Alcohol abuse facts

 

Alcohol Abuse Facts from the World Health Organisation show that the 3rd highest risk factor for ill health in the World (after tobacco and high blood pressure) is alcohol. Europe is the heaviest drinking region in the World, the source of a quarter of the World’s alcohol and over half of the World’s wine production.

Easy access to cheap alcohol, encouraged by the legal requirement of the freedom of movement of goods within the EU, means that alcohol abuse is the 2nd highest risk factor in Europe (ahead of tobacco) and in France it is the highest risk factor.

The cost benefit to the EU of alcohol (excluding tax revenue) accounts for approximately 1.3% of GDP, although available alcohol statistics state that in France it accounts for 10% of GDP. It is known that French men die younger than most other Europeans, often from alcohol related illness.

Alcohol Abuse Facts – Cost Burden to the EU

The cost burden of alcohol is less easily measured because of the current lack of uniformity in statistics gathering across the EU.  Also because the burden is spread across the criminal, social and health systems.  However, a study for the European Commission estimates it to be double the above mentioned cost benefit.

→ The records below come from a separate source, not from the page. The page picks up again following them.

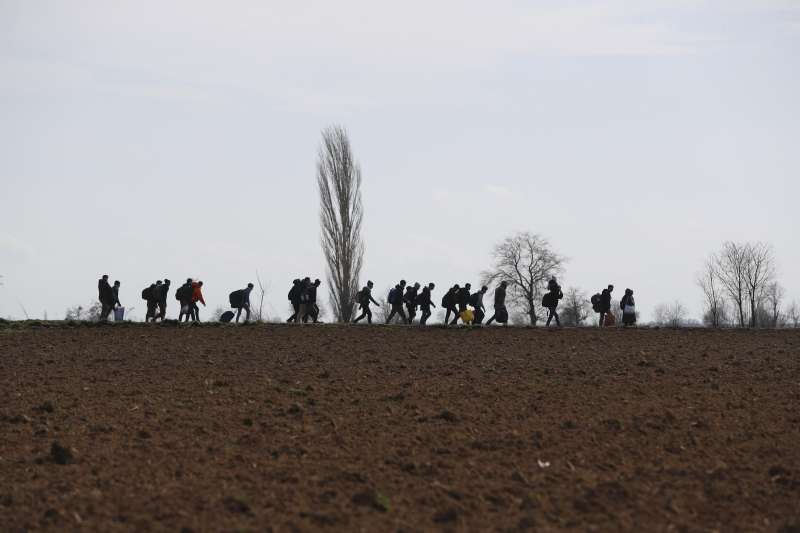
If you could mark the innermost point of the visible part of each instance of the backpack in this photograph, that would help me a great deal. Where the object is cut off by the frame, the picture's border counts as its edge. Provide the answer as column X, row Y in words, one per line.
column 236, row 298
column 547, row 300
column 596, row 302
column 180, row 294
column 473, row 299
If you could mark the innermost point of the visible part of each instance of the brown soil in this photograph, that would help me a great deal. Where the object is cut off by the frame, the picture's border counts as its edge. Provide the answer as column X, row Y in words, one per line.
column 398, row 429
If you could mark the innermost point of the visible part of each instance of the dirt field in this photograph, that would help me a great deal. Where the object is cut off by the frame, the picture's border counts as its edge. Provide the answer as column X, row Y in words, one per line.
column 281, row 428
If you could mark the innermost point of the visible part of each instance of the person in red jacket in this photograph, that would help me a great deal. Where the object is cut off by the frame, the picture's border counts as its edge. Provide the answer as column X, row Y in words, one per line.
column 197, row 296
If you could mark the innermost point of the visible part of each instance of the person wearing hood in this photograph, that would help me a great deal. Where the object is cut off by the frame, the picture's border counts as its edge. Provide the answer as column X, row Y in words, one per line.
column 500, row 311
column 364, row 298
column 396, row 301
column 449, row 304
column 197, row 296
column 628, row 306
column 106, row 297
column 425, row 303
column 410, row 299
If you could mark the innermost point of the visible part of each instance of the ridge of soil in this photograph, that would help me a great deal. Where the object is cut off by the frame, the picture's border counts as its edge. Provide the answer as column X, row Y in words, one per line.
column 298, row 428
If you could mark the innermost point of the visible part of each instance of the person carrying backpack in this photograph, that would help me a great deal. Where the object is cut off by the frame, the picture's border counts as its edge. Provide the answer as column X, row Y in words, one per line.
column 312, row 310
column 604, row 307
column 106, row 297
column 476, row 301
column 550, row 301
column 410, row 299
column 197, row 296
column 364, row 297
column 628, row 306
column 302, row 299
column 396, row 301
column 241, row 300
column 425, row 303
column 449, row 303
column 184, row 296
column 162, row 299
column 149, row 296
column 462, row 299
column 500, row 311
column 294, row 299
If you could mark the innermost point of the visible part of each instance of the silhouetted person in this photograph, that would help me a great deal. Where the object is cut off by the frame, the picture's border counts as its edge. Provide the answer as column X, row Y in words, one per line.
column 106, row 297
column 364, row 298
column 476, row 301
column 628, row 306
column 410, row 299
column 500, row 311
column 294, row 299
column 449, row 303
column 150, row 296
column 115, row 289
column 313, row 309
column 425, row 303
column 197, row 296
column 244, row 303
column 605, row 304
column 162, row 299
column 302, row 300
column 462, row 299
column 550, row 300
column 184, row 296
column 396, row 301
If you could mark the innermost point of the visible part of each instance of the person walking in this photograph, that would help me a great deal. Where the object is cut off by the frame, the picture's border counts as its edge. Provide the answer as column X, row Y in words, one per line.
column 396, row 301
column 302, row 299
column 163, row 292
column 550, row 301
column 106, row 297
column 312, row 310
column 242, row 299
column 628, row 306
column 425, row 303
column 476, row 301
column 500, row 311
column 410, row 299
column 150, row 296
column 449, row 303
column 184, row 296
column 364, row 298
column 462, row 299
column 294, row 299
column 606, row 318
column 197, row 296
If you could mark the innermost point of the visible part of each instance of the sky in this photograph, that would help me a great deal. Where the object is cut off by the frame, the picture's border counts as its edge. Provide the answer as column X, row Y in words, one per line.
column 151, row 139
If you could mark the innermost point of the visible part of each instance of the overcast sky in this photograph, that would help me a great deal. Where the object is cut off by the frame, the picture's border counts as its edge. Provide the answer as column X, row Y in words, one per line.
column 146, row 139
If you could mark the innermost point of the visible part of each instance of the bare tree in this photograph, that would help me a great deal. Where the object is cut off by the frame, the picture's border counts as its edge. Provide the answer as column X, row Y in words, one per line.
column 340, row 214
column 526, row 262
column 670, row 315
column 576, row 307
column 759, row 272
column 773, row 299
column 714, row 314
column 730, row 265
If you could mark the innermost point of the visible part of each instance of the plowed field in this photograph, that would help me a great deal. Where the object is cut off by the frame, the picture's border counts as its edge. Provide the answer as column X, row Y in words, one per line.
column 359, row 428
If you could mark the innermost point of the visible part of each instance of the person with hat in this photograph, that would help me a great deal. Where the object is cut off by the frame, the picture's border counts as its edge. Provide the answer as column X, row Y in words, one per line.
column 313, row 309
column 364, row 298
column 244, row 303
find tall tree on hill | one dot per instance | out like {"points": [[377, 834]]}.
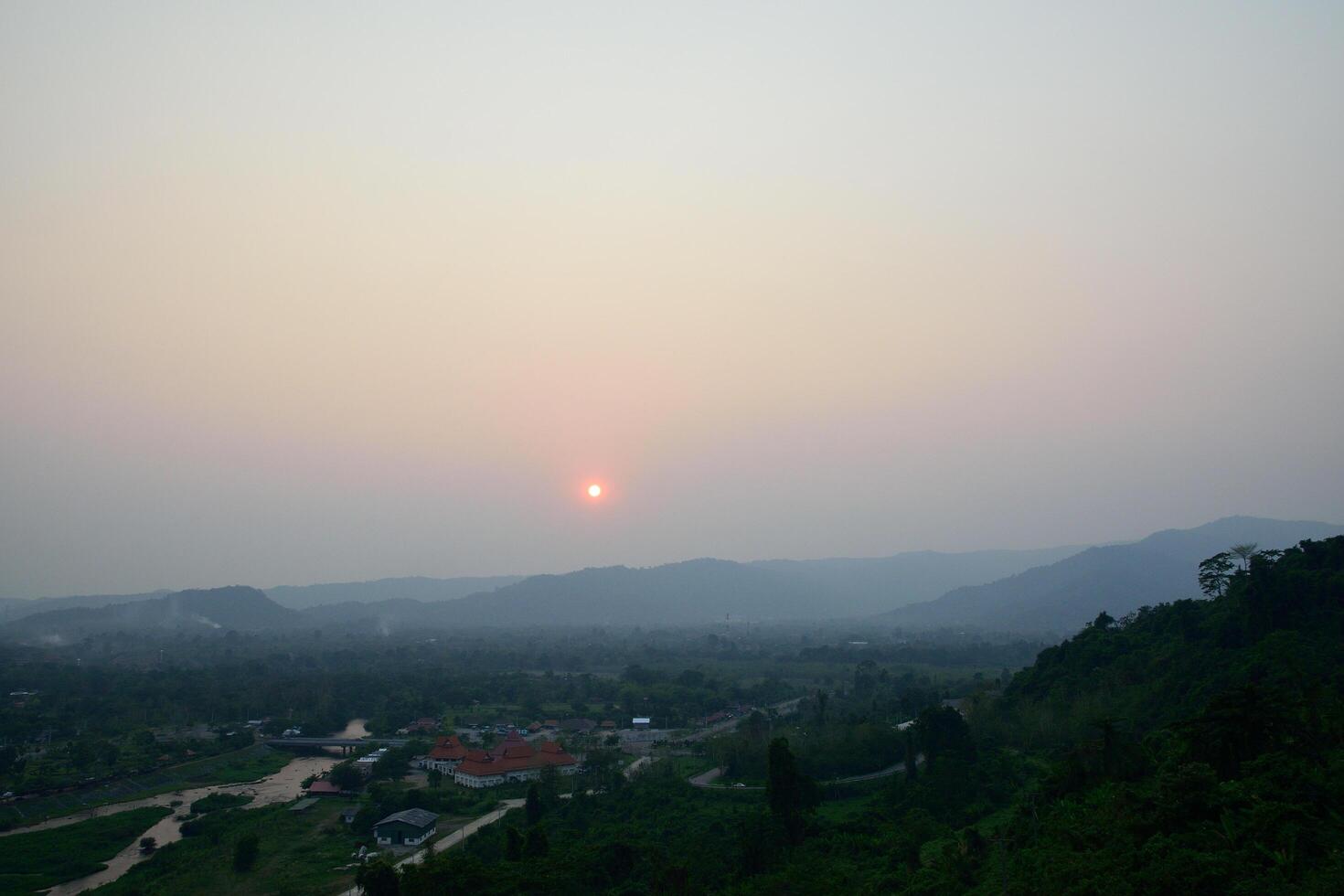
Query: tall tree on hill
{"points": [[532, 807], [1214, 574], [788, 792], [1243, 552]]}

It is a known alcohol abuse fact, although not well publicised, that there are stages of alcoholism.  Being a progressive drug, the more consistently you drink it, the more you will crave and the more you will need to fulfil that craving.

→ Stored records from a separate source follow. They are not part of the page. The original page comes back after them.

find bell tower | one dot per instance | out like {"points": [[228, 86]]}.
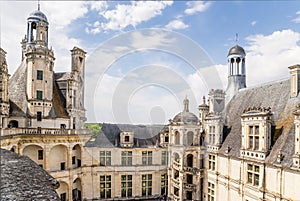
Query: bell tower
{"points": [[39, 61], [4, 76], [236, 71]]}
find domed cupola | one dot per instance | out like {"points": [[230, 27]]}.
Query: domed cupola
{"points": [[186, 117], [38, 16], [37, 28], [236, 71], [237, 50]]}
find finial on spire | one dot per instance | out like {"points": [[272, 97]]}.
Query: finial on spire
{"points": [[186, 104], [39, 5]]}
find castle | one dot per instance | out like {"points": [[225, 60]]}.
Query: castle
{"points": [[243, 144]]}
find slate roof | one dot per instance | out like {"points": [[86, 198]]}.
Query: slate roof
{"points": [[18, 98], [275, 95], [17, 92], [23, 180], [144, 135]]}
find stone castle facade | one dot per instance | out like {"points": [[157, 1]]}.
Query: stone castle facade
{"points": [[243, 145]]}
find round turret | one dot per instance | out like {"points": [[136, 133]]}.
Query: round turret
{"points": [[237, 50]]}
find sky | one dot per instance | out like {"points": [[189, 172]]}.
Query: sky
{"points": [[145, 57]]}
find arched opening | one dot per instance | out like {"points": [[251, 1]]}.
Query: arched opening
{"points": [[190, 138], [189, 160], [58, 158], [76, 190], [176, 157], [76, 156], [177, 138], [35, 153], [13, 124], [63, 190]]}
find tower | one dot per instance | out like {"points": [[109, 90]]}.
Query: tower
{"points": [[39, 61], [236, 71], [4, 100], [75, 96], [203, 110], [185, 156]]}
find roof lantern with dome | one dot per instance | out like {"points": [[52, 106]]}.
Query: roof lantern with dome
{"points": [[185, 116]]}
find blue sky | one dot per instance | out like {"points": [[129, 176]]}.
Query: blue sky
{"points": [[166, 40]]}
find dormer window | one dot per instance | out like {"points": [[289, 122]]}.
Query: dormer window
{"points": [[254, 137], [126, 139]]}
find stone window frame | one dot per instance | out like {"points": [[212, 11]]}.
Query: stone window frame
{"points": [[126, 186], [212, 134], [39, 75], [164, 184], [164, 158], [211, 162], [39, 95], [147, 157], [253, 174], [105, 186], [126, 158], [146, 184], [210, 191], [253, 136], [105, 158]]}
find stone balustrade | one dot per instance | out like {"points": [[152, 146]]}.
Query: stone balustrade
{"points": [[44, 131]]}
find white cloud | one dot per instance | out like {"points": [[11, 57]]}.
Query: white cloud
{"points": [[268, 56], [176, 24], [297, 19], [196, 6], [124, 15], [253, 23]]}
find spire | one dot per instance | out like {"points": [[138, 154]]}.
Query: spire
{"points": [[186, 104]]}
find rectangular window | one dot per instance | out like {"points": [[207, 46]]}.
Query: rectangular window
{"points": [[253, 137], [62, 166], [40, 154], [39, 95], [166, 138], [256, 130], [211, 192], [39, 116], [126, 157], [147, 157], [126, 185], [253, 174], [164, 157], [105, 186], [39, 75], [212, 162], [105, 158], [146, 184], [63, 197], [164, 184]]}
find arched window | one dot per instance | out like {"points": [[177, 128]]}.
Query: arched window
{"points": [[176, 157], [76, 190]]}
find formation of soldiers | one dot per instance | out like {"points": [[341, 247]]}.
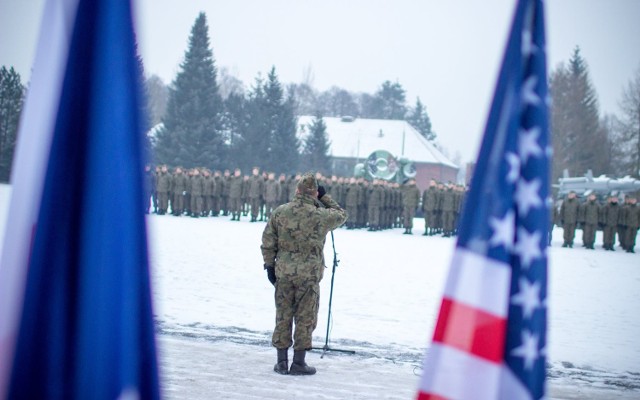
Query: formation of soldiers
{"points": [[375, 206], [590, 215]]}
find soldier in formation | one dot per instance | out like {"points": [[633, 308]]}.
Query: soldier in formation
{"points": [[374, 206]]}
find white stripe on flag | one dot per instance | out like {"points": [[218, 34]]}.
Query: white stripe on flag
{"points": [[31, 156], [479, 282], [455, 374]]}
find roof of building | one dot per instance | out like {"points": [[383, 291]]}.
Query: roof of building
{"points": [[358, 138]]}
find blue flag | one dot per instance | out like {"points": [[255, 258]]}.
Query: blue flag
{"points": [[491, 334], [86, 330]]}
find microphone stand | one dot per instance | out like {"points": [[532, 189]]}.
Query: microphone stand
{"points": [[326, 347]]}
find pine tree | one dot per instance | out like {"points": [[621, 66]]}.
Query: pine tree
{"points": [[419, 119], [575, 122], [281, 126], [11, 98], [192, 125], [390, 101], [315, 155], [629, 141]]}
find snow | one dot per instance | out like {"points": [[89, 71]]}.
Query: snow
{"points": [[215, 314], [359, 137]]}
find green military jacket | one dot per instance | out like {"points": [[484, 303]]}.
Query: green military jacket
{"points": [[293, 239]]}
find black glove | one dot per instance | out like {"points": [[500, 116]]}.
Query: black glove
{"points": [[321, 191], [271, 273]]}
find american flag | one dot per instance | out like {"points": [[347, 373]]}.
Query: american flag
{"points": [[490, 336]]}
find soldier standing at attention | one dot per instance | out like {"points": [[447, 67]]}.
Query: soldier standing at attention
{"points": [[163, 187], [632, 219], [271, 194], [410, 201], [235, 195], [256, 189], [569, 218], [609, 217], [292, 250], [589, 216]]}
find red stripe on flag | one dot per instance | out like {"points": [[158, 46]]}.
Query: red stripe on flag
{"points": [[471, 330], [429, 396]]}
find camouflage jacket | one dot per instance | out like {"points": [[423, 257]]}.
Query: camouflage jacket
{"points": [[293, 239]]}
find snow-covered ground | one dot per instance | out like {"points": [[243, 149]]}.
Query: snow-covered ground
{"points": [[215, 312]]}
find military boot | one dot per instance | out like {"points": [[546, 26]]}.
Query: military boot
{"points": [[298, 366], [282, 366]]}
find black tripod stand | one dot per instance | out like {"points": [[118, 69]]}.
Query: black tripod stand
{"points": [[326, 347]]}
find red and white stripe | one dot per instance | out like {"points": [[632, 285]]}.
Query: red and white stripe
{"points": [[465, 360], [30, 162]]}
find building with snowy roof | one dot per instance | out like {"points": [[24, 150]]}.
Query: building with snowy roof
{"points": [[353, 140]]}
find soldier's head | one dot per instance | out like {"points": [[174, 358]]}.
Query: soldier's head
{"points": [[308, 185]]}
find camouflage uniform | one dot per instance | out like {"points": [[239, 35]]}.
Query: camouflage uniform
{"points": [[256, 190], [609, 216], [589, 219], [374, 205], [632, 219], [235, 195], [271, 195], [178, 190], [448, 210], [410, 201], [197, 190], [293, 240], [568, 219], [163, 187]]}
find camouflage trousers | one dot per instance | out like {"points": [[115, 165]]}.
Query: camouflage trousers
{"points": [[409, 213], [297, 300]]}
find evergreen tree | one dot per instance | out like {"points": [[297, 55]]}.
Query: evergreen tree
{"points": [[281, 124], [575, 122], [11, 97], [628, 142], [419, 119], [315, 155], [192, 125], [390, 101]]}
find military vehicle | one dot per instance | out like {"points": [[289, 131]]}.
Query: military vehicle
{"points": [[602, 186]]}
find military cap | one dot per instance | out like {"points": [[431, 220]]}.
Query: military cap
{"points": [[308, 182]]}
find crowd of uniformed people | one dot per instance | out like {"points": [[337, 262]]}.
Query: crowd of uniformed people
{"points": [[371, 205], [590, 215]]}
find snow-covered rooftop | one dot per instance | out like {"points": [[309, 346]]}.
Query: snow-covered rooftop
{"points": [[358, 138]]}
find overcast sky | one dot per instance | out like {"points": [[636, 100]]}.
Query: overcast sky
{"points": [[446, 52]]}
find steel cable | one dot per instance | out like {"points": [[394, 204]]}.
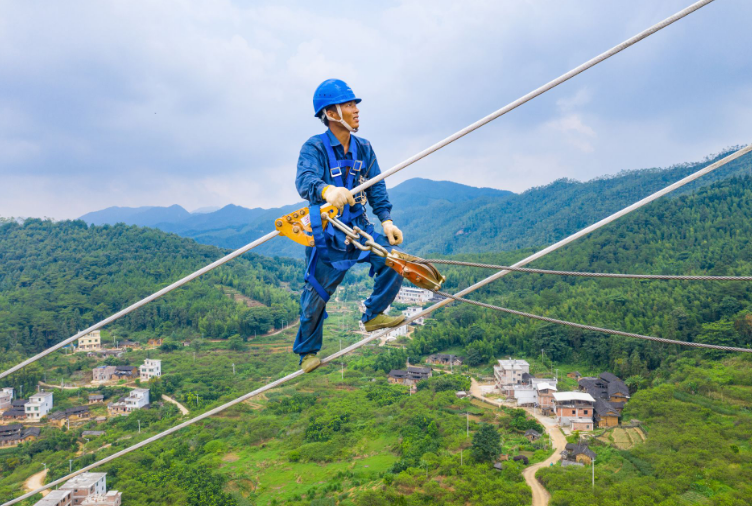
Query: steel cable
{"points": [[667, 277], [592, 328], [470, 128], [425, 312]]}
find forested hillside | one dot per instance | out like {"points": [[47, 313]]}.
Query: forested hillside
{"points": [[58, 278], [708, 232], [442, 217]]}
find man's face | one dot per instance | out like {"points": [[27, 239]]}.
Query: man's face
{"points": [[350, 113]]}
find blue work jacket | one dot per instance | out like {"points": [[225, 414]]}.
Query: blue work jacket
{"points": [[313, 172]]}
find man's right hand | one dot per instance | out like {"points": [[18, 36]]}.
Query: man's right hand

Once hooked, it is one of the hardest drugs from which to recover with alcohol withdrawal symptoms being the cause of death in some cases.  Successful alcohol recovery forms a small percentage of chronic alcoholics.

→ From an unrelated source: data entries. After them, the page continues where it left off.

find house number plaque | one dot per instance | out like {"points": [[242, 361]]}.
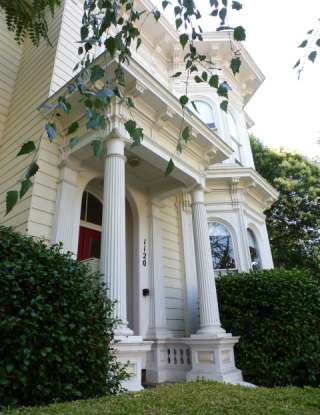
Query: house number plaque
{"points": [[144, 254]]}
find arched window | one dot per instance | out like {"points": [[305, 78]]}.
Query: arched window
{"points": [[254, 250], [221, 247], [205, 113], [234, 138], [91, 209]]}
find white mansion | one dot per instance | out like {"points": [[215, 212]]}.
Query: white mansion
{"points": [[158, 240]]}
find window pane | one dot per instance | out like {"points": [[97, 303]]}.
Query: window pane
{"points": [[221, 247], [83, 206], [94, 210], [254, 251], [205, 113], [232, 126]]}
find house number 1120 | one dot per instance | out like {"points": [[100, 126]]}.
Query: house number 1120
{"points": [[144, 254]]}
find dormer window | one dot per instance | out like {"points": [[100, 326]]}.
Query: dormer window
{"points": [[233, 132], [205, 113]]}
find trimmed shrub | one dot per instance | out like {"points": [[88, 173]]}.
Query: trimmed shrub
{"points": [[56, 326], [277, 315]]}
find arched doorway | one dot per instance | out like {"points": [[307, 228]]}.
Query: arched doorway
{"points": [[89, 245]]}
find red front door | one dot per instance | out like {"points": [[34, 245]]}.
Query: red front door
{"points": [[89, 243]]}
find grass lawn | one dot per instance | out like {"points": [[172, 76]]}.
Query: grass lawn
{"points": [[193, 398]]}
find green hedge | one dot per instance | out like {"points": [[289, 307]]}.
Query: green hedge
{"points": [[277, 315], [56, 326]]}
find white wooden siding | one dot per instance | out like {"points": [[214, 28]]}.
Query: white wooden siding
{"points": [[172, 267], [31, 86]]}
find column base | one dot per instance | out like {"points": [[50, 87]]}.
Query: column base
{"points": [[213, 358], [132, 351]]}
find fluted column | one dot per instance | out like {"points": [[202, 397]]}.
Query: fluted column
{"points": [[157, 318], [67, 213], [113, 239], [208, 301]]}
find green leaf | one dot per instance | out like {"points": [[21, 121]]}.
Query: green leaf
{"points": [[51, 131], [235, 65], [239, 34], [236, 5], [186, 134], [97, 148], [183, 40], [224, 106], [25, 186], [32, 170], [214, 81], [96, 73], [64, 104], [165, 3], [111, 45], [312, 56], [170, 167], [222, 90], [27, 148], [204, 75], [156, 14], [11, 200], [303, 44], [183, 100], [178, 23], [73, 142], [297, 64], [73, 127]]}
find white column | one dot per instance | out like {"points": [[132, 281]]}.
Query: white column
{"points": [[157, 318], [67, 211], [113, 238], [208, 302]]}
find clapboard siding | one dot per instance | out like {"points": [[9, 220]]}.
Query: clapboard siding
{"points": [[10, 54], [172, 267], [30, 87]]}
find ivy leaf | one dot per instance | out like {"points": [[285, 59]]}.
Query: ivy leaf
{"points": [[156, 14], [297, 64], [239, 34], [51, 131], [32, 170], [222, 90], [170, 167], [183, 39], [73, 127], [223, 15], [194, 106], [64, 104], [183, 100], [165, 3], [303, 44], [25, 186], [11, 200], [236, 5], [73, 142], [235, 65], [214, 81], [178, 23], [186, 133], [312, 56], [97, 148], [96, 73], [27, 148], [224, 106], [111, 45]]}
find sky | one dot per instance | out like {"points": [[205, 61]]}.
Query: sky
{"points": [[285, 110]]}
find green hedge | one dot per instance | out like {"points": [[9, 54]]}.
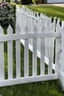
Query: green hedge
{"points": [[26, 1], [7, 14]]}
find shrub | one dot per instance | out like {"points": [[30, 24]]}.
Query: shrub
{"points": [[7, 14]]}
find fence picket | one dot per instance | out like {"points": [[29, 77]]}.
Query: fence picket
{"points": [[42, 66], [18, 30], [10, 54], [26, 55], [58, 29], [1, 57], [34, 66]]}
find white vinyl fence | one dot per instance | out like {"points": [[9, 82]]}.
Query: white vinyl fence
{"points": [[44, 38]]}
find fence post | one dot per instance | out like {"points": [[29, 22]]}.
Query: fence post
{"points": [[61, 71]]}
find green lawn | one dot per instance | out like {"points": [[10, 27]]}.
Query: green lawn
{"points": [[47, 88], [52, 11]]}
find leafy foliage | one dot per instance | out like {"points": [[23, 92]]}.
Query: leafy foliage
{"points": [[26, 1], [7, 14]]}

According to available alcohol abuse facts the top 10% of heavy drinkers (defined as 5+ drinks per day) account for one third to one half of total alcohol consumption in most countries. It is therefore in the interests of the drinks industry to push this drug and encourage heavy or progressive drinking.

Governments are caught between weighing the need for the benefits of tax revenue and job creation against the cost burden to society. Since the cost burden has not been accurately assessed and society itself enjoys the pleasure of booze, this problem has spent time on the back burner of all governments while fuelling the flames of an impending inferno with the amount of women and teenage drinkers on the rise.

Apart from being an addictive drug, alcohol is known to cause 60 different diseases and conditions, including injuries, mental disorders such as alcohol dementia, cancers, gastro intestinal illness, heart, lung, muscle and skeletal disorders. Available mortality statistics for alcohol liver disease (recorded from death certificates in 58 countries), shows that 12 European countries are in the top 15 countries on that list.